Ever wondered why Karl Marx and Friedrich Engels wrote The Communist Manifesto?
Imagine, if you will, a traditional comic book origin story, the type that seems to be dropped into our multiplexes on a near-weekly basis. Now imagine that, instead of some wide-eyed, spud-faced nerd learning to wield his newfound super-human abilities, the heroes in question are actually a pair of pasty, 19th century social scientists and their costumes for warfare comprise of knee-length grey overcoats, pillbox hats and mighty beards.
The Young Karl Marx is a well turned-out historical biography of the stern, logical, impassioned Karl Marx (August Diehl) which explores his tag-team partnership with politically simpatico German philosopher, Fredrich Engles (Stefan Konarske). The story’s ironic “saving the world” moment is the eventual writing of The Communist Manifesto, and director Raoul Peck takes us on a journey through hostelries, meeting halls and dust-filled attics to show how these two iconoclasts were able to divert the course of history with little more than a quill and some radical thinking.
It’s a film which goes deep on the history of discourse as much as it does the subjects themselves. Pascal Bonitzer and Peck’s script doesn’t skimp on the weighty philosophical prose, the expression of ideas and how those ideas evolve alongside the changing social and economic climate. Just as revolutionary communism demands the right set of conditions, so too does the mere utterance that a new political doctrine is afoot which contains the instructions and reasoning behind the eventual dismantling of the capitalist system.
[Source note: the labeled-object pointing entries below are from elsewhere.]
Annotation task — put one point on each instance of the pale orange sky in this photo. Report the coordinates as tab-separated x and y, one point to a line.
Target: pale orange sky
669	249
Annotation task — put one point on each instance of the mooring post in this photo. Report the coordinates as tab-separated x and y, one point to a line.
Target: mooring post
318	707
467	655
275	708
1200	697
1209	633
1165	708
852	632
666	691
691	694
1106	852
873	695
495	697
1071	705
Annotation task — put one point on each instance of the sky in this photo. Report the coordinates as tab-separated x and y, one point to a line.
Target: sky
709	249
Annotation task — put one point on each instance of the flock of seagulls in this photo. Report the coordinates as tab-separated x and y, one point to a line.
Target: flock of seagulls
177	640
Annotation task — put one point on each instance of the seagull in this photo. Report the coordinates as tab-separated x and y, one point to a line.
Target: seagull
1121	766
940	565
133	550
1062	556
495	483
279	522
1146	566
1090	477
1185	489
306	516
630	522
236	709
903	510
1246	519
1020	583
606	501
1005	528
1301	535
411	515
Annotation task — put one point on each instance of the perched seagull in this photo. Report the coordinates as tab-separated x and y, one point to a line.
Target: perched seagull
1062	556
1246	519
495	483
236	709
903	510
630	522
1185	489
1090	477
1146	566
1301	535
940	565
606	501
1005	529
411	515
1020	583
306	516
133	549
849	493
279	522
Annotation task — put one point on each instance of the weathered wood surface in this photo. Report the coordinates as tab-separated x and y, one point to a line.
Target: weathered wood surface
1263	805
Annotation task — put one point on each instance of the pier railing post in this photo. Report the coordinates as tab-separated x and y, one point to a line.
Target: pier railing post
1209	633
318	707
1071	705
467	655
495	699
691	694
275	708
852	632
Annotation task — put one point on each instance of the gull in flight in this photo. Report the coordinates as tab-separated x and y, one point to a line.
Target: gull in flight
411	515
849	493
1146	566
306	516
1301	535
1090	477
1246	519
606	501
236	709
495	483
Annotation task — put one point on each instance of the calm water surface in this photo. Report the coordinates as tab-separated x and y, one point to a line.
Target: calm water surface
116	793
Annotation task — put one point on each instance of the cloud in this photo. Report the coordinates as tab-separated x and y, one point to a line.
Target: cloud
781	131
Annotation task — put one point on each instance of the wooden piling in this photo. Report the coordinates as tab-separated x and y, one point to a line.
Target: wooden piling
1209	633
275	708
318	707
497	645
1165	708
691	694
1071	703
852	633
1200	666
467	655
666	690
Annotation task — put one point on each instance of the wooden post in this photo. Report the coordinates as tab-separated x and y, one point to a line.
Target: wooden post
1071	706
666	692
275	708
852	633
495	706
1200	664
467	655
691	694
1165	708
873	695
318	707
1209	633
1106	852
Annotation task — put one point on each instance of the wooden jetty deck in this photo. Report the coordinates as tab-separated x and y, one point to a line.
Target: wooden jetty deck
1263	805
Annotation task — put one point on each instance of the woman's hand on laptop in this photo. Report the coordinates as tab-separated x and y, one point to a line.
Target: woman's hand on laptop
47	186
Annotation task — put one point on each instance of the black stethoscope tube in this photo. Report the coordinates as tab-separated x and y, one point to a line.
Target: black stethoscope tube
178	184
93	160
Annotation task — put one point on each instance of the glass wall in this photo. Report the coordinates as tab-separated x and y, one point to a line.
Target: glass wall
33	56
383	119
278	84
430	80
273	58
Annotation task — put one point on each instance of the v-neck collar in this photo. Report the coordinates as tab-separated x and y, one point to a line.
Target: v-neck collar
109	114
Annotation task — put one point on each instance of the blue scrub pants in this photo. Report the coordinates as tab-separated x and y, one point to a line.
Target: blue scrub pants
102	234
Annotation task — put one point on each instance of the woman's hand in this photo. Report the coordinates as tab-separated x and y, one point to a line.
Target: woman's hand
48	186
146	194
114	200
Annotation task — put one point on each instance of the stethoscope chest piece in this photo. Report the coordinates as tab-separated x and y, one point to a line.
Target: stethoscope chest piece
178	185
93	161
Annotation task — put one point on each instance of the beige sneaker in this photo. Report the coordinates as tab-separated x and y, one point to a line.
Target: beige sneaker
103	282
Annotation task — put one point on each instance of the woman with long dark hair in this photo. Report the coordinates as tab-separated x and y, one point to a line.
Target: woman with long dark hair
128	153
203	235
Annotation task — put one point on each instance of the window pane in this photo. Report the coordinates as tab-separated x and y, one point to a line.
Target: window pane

As entertainment, you really must have a very high tolerance for shots of people talking in rooms, as the runtime is filled out with a lot of intense chatter and protracted speechifying. If anything, the film falters as it offers the least radical visual rendering possible of a story about two people whose lives were fuelled by the prospect of smashing up the tired old frameworks. There are no memorable shots in the film and Peck seldom attempts to tell the story, or at least exemplify its themes, through visual means. It actually looks a lot like it was made to be consumed on television.
Vicky Krieps, last seen wowing in Paul Thomas Anderson’s Phantom Thread, delivers a low key turn here as Marx’s doting wife (and intellectual equal) Jenny, while the great Olivier Gourmet brings a sense of weary gravitas as his French mentor, Pierre-Joseph Proudhon. Initially, it’s very tough going and self-serious, and when a tangible drama eventually rears its head in the closing act (how the pair intellectually usurp the clandestine revolutionary organisation The League of the Just), it’s too little too late. But, the people who dig this will know straight away.